URL-as-Settings Pattern

All dictionary options (usernames, spoiler level, source, media type) are encoded as query parameters in the URL. This is intentional — the URLs themselves act as persistent settings for Yomitan's update mechanism:

User imports a dictionary via the index URL, e.g. http://host/api/yomitan-index?vndb_user=foo&spoilers=false
Yomitan stores that full index URL internally
On update check, Yomitan re-fetches the index URL → the generate_index handler reconstructs a downloadUrl with all the same query params baked in
Yomitan downloads the fresh ZIP from that URL → dictionary is regenerated with the original settings

This means changing a setting (e.g. toggling spoilers) requires re-importing with a new URL. There is no server-side state or user accounts — the URL IS the configuration. When adding new options, they must be added to the DictQuery struct and threaded through generate_index's downloadUrl construction so they survive the update cycle.

Critical Implementation Details

Things that are easy to break and hard to debug:

Name parsing API: name_parser.rs exposes two public functions — split_japanese_name_with_hints() and generate_name_readings(). Both accept optional first_name_hint (given) and last_name_hint (family) romaji hints. When hints are None (VNDB path), they delegate to internal helpers that use VNDB's positional romaji mapping where romanized_parts[0] → family reading, romanized_parts[1] → given reading (Western→Japanese order swap — looks wrong but is correct). When hints are provided (AniList path), they use the hints to split spaceless native names and generate per-part readings directly. The old split_japanese_name() and generate_mixed_name_readings() still exist as private internal helpers but are not part of the public API.
Image flow: Images must be downloaded and base64-encoded BEFORE passing characters to dict_builder. The builder extracts raw bytes from the base64 data URI and writes them as binary files in the ZIP's img/ folder.
ZIP writer needs Seek: Use std::io::Cursor<Vec<u8>>, not bare Vec<u8>.
Term bank chunking: Max 10,000 entries per term_bank_N.json file.
Entry deduplication: All term entries are deduplicated via HashSet<String> on the term+reading key. Family name matching an alias → only one entry.
Characters without name_original are logged and skipped: No Japanese name = no dictionary entries. A warn! log is emitted with the character's ID and romanized name.
Rate limits: VNDB 200ms between paginated requests (200 req/5min). AniList 300ms (90 req/min).
Spoiler stripping: VNDB uses [spoiler]...[/spoiler], AniList uses ~!...!~. Both must be handled.
Revision field: Must be random on every generation (triggers Yomitan update detection). Not deterministic.
VNDB user input parsing: Users paste URLs like https://vndb.org/u306587. Must extract user ID from URL before API calls. See vndb_client.rs::parse_user_input().
Port is configurable: Via PORT env var, defaults to 3000. BASE_URL env var controls auto-update URLs and defaults to http://127.0.0.1:{PORT}.

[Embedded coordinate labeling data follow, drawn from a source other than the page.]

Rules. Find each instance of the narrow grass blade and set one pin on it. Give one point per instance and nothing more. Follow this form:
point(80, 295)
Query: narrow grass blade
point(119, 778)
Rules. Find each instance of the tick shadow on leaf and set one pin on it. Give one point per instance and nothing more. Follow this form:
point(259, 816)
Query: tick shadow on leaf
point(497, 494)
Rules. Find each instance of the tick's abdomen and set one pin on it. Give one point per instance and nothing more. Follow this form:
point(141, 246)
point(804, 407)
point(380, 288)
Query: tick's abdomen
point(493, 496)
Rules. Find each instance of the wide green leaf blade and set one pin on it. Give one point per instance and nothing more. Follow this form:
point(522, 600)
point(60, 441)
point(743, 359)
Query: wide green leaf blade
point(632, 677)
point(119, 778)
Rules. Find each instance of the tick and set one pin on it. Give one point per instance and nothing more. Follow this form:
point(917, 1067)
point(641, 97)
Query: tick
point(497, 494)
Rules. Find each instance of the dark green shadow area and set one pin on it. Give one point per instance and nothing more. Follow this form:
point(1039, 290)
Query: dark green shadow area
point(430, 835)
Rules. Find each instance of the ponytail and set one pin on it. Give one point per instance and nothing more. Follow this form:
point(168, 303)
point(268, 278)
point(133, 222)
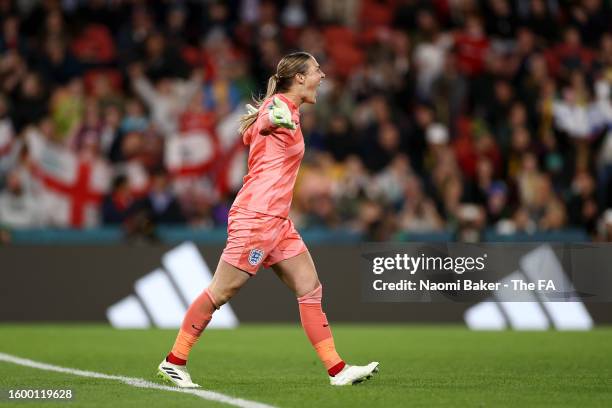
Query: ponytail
point(288, 67)
point(248, 119)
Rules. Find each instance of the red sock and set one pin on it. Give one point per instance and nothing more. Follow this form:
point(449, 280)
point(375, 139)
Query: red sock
point(196, 319)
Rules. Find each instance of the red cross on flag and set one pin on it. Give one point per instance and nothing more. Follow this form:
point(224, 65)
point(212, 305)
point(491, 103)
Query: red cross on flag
point(71, 188)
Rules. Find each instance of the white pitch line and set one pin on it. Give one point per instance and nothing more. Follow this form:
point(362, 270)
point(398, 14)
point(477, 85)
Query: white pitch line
point(135, 382)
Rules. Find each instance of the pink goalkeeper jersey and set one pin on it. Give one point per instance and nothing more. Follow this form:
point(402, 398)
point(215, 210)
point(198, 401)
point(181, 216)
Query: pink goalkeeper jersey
point(274, 161)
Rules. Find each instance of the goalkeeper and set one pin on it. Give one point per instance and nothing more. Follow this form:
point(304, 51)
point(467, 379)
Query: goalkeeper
point(259, 230)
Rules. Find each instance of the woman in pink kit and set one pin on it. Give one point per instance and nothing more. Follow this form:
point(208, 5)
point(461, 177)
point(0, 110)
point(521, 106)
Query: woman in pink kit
point(259, 230)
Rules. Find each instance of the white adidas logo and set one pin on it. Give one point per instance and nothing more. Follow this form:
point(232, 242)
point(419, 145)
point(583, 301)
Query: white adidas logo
point(161, 297)
point(536, 314)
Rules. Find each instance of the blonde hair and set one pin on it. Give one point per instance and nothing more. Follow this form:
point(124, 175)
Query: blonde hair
point(288, 67)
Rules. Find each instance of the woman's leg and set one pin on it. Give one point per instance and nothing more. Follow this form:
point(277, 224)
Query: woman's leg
point(226, 282)
point(300, 275)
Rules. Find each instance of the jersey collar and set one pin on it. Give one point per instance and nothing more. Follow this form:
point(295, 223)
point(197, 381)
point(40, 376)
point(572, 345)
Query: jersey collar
point(289, 103)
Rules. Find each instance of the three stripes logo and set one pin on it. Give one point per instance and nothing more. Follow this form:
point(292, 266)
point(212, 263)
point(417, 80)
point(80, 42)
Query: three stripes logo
point(501, 312)
point(172, 372)
point(162, 297)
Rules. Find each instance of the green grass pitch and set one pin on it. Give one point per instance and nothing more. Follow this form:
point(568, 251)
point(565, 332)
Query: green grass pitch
point(421, 366)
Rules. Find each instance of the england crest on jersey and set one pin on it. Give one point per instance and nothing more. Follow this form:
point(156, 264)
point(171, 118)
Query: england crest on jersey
point(255, 256)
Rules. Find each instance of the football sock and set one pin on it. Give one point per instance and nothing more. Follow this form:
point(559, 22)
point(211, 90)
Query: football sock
point(317, 329)
point(196, 319)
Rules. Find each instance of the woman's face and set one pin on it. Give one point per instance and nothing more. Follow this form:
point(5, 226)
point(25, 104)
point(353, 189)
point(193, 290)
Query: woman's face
point(312, 80)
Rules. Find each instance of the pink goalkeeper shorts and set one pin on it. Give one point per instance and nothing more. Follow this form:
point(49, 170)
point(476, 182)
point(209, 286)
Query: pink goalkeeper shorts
point(255, 239)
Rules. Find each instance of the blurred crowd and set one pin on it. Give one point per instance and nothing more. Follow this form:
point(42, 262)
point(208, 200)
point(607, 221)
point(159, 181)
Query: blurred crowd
point(435, 116)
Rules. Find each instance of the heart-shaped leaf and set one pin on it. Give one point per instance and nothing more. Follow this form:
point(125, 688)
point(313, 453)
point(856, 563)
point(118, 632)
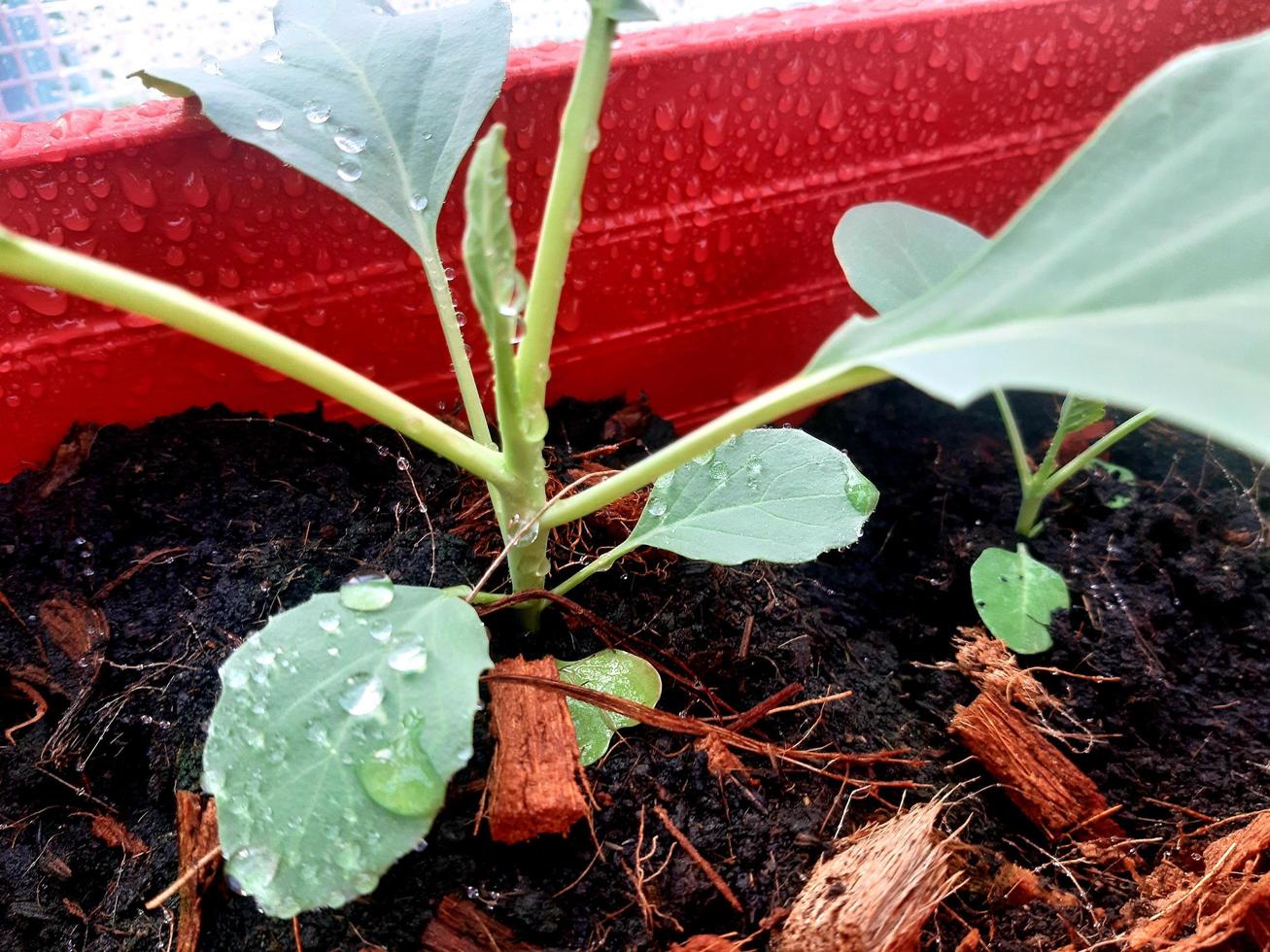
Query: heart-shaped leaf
point(1016, 596)
point(337, 730)
point(613, 671)
point(774, 493)
point(380, 108)
point(1137, 276)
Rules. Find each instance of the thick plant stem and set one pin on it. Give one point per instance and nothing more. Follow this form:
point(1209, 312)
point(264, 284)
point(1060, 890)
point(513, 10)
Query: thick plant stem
point(445, 301)
point(793, 395)
point(1043, 483)
point(579, 135)
point(33, 260)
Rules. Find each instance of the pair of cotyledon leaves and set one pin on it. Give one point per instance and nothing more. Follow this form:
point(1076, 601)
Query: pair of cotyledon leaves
point(1137, 276)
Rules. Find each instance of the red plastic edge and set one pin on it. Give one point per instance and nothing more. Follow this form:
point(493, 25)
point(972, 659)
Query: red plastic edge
point(704, 269)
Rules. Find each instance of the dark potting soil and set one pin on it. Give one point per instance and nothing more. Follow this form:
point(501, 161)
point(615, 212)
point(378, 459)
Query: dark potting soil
point(189, 532)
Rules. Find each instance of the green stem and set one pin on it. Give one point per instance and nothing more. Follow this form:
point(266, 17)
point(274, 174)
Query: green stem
point(1016, 439)
point(597, 565)
point(579, 133)
point(793, 395)
point(1095, 450)
point(106, 284)
point(439, 286)
point(1045, 485)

Honorific Suffixes (257 entries across 14 categories)

Categories: Respectful/Formal, Casual/Friendly, Academic/Educational, Corporate/Business, Government/Political, Military/Law Enforcement, Religious/Spiritual, Medical, Martial Arts/Traditional, Family/Kinship, Historical/Feudal, Fantasy/Fictional, Otaku/Internet/Modern Slang, and kana-form duplicates.

Applied to: family name, given name, combined name, original (with space), and each alias.

Testing Strategy

Unit tests are inline in each module (#[cfg(test)] blocks). Run with cargo test.
Integration tests in tests/integration_tests.rs require a running server instance.
Key test areas: romaji→hiragana conversion, name splitting, spoiler stripping, birthday formatting, structured content shape, entry deduplication.

Common Tasks

Adding a new API source: Create a new client module following the pattern of vndb_client.rs / anilist_client.rs. Must produce CharacterData and a title string. Wire it into main.rs orchestration.

Changing the popup card layout: Edit content_builder.rs. The structured content format is Yomitan-specific JSON using HTML-like tags. See docs/plans/plan.md section 8 for the full spec.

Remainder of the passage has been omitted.